Embeddings will be tested using WordSim-353 dataset, the code showing the quality is in the cell below. Prepare the following corpora:
1. Tokenized Brown Corpora
2. Definitions and examples from Princeton WordNet
3. (1) and (2) together
4. (3) enriched with pseudosentences containing (a subset) of WordNet knowledge (such as 'tiger is a carnivore')

Train 4 Word2Vec models, and raport Spearman correletion between similarities based on your vectors, and similarities based on human judgements.



In [10]:
# Code for computing correlation between W2V similarity, and human judgements

import gensim.downloader
from scipy.stats import spearmanr

gn = gensim.downloader.load('word2vec-google-news-300')

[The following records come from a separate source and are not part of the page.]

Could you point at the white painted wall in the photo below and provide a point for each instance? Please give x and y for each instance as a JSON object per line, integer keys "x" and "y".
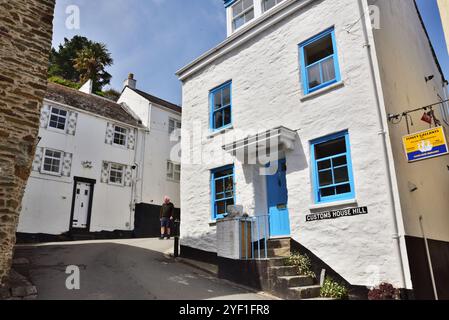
{"x": 156, "y": 147}
{"x": 267, "y": 93}
{"x": 48, "y": 199}
{"x": 406, "y": 59}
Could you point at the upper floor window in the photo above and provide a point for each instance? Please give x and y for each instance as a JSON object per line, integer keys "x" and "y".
{"x": 319, "y": 61}
{"x": 173, "y": 124}
{"x": 116, "y": 173}
{"x": 242, "y": 12}
{"x": 222, "y": 185}
{"x": 120, "y": 135}
{"x": 221, "y": 107}
{"x": 52, "y": 163}
{"x": 332, "y": 168}
{"x": 268, "y": 4}
{"x": 58, "y": 118}
{"x": 173, "y": 171}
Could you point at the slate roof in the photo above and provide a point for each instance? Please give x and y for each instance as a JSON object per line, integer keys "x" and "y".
{"x": 89, "y": 102}
{"x": 157, "y": 100}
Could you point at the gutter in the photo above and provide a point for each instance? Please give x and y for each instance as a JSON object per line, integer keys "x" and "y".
{"x": 393, "y": 193}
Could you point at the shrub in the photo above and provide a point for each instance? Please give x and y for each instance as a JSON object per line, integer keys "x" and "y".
{"x": 334, "y": 290}
{"x": 64, "y": 82}
{"x": 302, "y": 262}
{"x": 385, "y": 291}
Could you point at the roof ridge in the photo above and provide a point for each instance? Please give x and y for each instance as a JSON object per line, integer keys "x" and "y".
{"x": 93, "y": 95}
{"x": 156, "y": 97}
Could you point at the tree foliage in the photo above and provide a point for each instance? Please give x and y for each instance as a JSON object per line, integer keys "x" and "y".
{"x": 80, "y": 59}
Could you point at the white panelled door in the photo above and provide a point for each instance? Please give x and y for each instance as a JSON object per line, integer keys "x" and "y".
{"x": 81, "y": 208}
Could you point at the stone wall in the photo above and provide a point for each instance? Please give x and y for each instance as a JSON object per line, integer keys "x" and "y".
{"x": 25, "y": 40}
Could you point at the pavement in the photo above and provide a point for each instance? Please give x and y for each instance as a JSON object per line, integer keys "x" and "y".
{"x": 137, "y": 269}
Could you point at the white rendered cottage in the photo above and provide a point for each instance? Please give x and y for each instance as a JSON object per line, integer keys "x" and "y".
{"x": 99, "y": 171}
{"x": 287, "y": 120}
{"x": 84, "y": 175}
{"x": 160, "y": 157}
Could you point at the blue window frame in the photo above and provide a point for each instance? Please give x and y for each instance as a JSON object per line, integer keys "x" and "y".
{"x": 221, "y": 107}
{"x": 222, "y": 190}
{"x": 319, "y": 61}
{"x": 332, "y": 168}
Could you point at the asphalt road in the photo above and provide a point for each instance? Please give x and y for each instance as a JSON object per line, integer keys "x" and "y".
{"x": 122, "y": 270}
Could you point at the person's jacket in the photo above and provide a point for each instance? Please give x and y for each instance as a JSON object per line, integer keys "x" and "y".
{"x": 167, "y": 210}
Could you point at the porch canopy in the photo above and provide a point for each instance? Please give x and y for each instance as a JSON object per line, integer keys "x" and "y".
{"x": 264, "y": 147}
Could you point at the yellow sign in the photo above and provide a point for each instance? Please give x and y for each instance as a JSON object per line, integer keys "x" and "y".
{"x": 425, "y": 144}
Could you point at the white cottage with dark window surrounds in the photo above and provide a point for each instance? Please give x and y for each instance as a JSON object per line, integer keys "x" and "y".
{"x": 287, "y": 146}
{"x": 100, "y": 167}
{"x": 160, "y": 158}
{"x": 84, "y": 175}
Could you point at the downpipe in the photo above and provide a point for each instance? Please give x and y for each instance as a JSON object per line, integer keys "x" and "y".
{"x": 429, "y": 259}
{"x": 383, "y": 132}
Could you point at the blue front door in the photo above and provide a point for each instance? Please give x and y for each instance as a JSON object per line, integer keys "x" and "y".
{"x": 278, "y": 202}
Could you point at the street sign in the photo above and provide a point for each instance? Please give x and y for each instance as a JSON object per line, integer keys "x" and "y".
{"x": 425, "y": 144}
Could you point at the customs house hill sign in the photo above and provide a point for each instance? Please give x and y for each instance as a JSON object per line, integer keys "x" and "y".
{"x": 336, "y": 214}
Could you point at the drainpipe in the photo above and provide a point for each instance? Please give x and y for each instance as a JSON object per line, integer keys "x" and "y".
{"x": 429, "y": 259}
{"x": 401, "y": 251}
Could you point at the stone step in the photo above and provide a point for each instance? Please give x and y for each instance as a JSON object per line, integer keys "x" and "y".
{"x": 283, "y": 271}
{"x": 276, "y": 262}
{"x": 278, "y": 252}
{"x": 82, "y": 237}
{"x": 299, "y": 293}
{"x": 278, "y": 243}
{"x": 296, "y": 281}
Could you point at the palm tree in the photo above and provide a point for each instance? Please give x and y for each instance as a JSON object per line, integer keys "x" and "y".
{"x": 91, "y": 62}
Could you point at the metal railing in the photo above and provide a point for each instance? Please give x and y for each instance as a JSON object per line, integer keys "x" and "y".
{"x": 254, "y": 234}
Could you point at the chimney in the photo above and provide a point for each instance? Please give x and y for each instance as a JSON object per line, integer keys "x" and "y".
{"x": 130, "y": 82}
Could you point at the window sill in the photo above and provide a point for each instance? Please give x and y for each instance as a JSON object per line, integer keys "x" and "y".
{"x": 329, "y": 205}
{"x": 219, "y": 132}
{"x": 49, "y": 173}
{"x": 322, "y": 91}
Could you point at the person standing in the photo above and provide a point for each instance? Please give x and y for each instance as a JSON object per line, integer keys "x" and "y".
{"x": 166, "y": 217}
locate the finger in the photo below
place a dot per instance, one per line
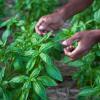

for similarity_type in ['relatedness', 'similarity']:
    ws353 = []
    for x in open(f'wordsim_{similarity_type}_goldstandard.txt'): 
        a,b,val = x.split()
        val = float(val)
        ws353.append( (a,b,val))
    # spearmanr returns 2 vallues: correlation and pval. pval should be close to zero
    print (similarity_type + ':', spearmanr(vals, ys)) 



FileNotFoundError: [Errno 2] No such file or directory: 'wordsim_relatedness_goldstandard.txt'